Non-invasive ventilatory support delivered by either CPAP or NIPPV safely provides earlier improvement and resolution of breathlessness, respiratory distress and metabolic abnormality. However, this does not translate into improved short- or longer-term survival. We recommend that CPAP or NIPPV should be considered as adjunctive therapy in patients with severe acute cardiogenic pulmonary oedema in the presence of severe respiratory distress or when there is a failure to improve with pharmacological therapy.

TRIAL REGISTRATION

Current Controlled Trials ISRCTN07448447.

摘要

目的

确定无创通气是否能降低死亡率,以及不同治疗方式在治疗效果上是否存在显著差异。

设计

多中心开放性前瞻性随机对照试验。

地点

英国26个急诊科中出现严重急性心源性肺水肿的患者。

参与者

纳入标准为年龄>16岁、急性心源性肺水肿的临床诊断、胸部X光片显示肺水肿、呼吸频率>20次/分钟以及动脉血氢离子浓度>45 nmol/L(pH<7.35)。

干预措施

患者按1:1:1比例随机分配至标准氧疗、持续气道正压通气(CPAP)(5 - 15 cmH₂O)或无创正压通气(NIPPV)(吸气压力8 - 20 cmH₂O,呼气压力4 - 10 cmH₂O),治疗至少2小时。

主要观察指标

NIPPV或CPAP与标准治疗比较的主要终点为7天死亡率。NIPPV与CPAP比较的复合主要终点为7天死亡率和气管插管率。

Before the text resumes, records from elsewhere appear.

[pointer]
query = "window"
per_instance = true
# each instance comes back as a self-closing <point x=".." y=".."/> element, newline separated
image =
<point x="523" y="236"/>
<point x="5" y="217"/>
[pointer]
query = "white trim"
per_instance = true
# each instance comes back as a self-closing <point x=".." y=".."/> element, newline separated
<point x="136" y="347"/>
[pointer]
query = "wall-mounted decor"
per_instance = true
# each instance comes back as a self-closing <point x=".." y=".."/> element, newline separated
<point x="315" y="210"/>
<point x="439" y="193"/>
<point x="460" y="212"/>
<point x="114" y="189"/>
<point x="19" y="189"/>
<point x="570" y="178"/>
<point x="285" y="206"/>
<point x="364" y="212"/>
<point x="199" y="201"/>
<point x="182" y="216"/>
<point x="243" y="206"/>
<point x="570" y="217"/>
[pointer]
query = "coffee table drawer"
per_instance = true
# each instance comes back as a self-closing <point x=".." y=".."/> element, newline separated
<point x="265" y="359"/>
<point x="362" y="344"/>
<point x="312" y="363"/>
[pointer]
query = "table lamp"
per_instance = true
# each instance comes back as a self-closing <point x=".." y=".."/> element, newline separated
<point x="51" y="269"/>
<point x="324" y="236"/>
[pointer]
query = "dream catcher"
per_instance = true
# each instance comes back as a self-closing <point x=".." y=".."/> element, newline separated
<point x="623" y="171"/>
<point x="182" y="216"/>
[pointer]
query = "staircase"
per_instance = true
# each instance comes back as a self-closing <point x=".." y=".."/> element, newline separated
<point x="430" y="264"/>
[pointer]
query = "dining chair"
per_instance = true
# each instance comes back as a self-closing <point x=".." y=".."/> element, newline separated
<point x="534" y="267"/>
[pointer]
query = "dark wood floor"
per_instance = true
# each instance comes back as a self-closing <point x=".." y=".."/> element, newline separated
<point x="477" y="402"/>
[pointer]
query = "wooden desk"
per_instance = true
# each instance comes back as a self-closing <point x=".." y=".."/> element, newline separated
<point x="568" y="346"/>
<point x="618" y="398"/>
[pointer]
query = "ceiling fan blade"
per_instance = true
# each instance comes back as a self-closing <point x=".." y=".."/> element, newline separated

次要终点包括呼吸困难、生理变量、插管率、住院时间和重症监护入院率。经济评估采用成本 - 效用分析形式,从英国国家医疗服务体系(NHS)(及个人社会服务)角度进行。

结果

共招募1069例患者[平均年龄78(标准差10)岁;43%为男性],分别接受标准治疗(n = 367)、CPAP[n = 346;平均压力10(标准差4)cmH₂O]或NIPPV[n = 356;平均压力14(标准差5)/7(标准差2)cmH₂O]。标准氧疗的7天死亡率(9.8%)与无创通气(9.5%;p = 0.87)无差异。无论采用何种无创通气方式,7天死亡和插管率的联合终点相似(CPAP为11.7%,NIPPV为11.1%;p = 0.81)。与标准治疗相比,无创通气在1小时时可使呼吸困难(视觉模拟量表评分0.7,0.2 - 1.3;p = 0.008)、心率(4次/分钟,1 - 6;p = 0.004)有更大程度降低,酸中毒(pH 0.03,0.02 - 0.04;p < 0.001)和高碳酸血症(0.7 kPa,0.4 - 0.9;p < 0.001)得到改善。未发现与治疗相关的不良事件,在其他次要结局如心肌梗死发生率、住院时间、重症监护入院率和气管插管需求方面也无差异。经济评估显示,标准治疗6个月内的平均成本和质量调整生命年分别为3023英镑和0.202,CPAP为3224英镑和0.213,NIPPV为3208英镑和0.210。对终身成本和质量调整生命年的建模得出,标准治疗的值为15764英镑和1.597,CPAP为17525英镑和1.841,NIPPV为17021英镑和1.707。这些结果表明,CPAP和NIPPV均能产生更多的质量调整生命年,但成本高于标准治疗。然而,这些估计存在很大的不确定性。

结论

CPAP或NIPPV提供的无创通气支持能安全地使呼吸困难、呼吸窘迫和代谢异常更早得到改善和缓解。然而,这并未转化为短期或长期生存率的提高。我们建议,对于存在严重呼吸窘迫或药物治疗效果不佳的严重急性心源性肺水肿患者,应考虑将CPAP或NIPPV作为辅助治疗。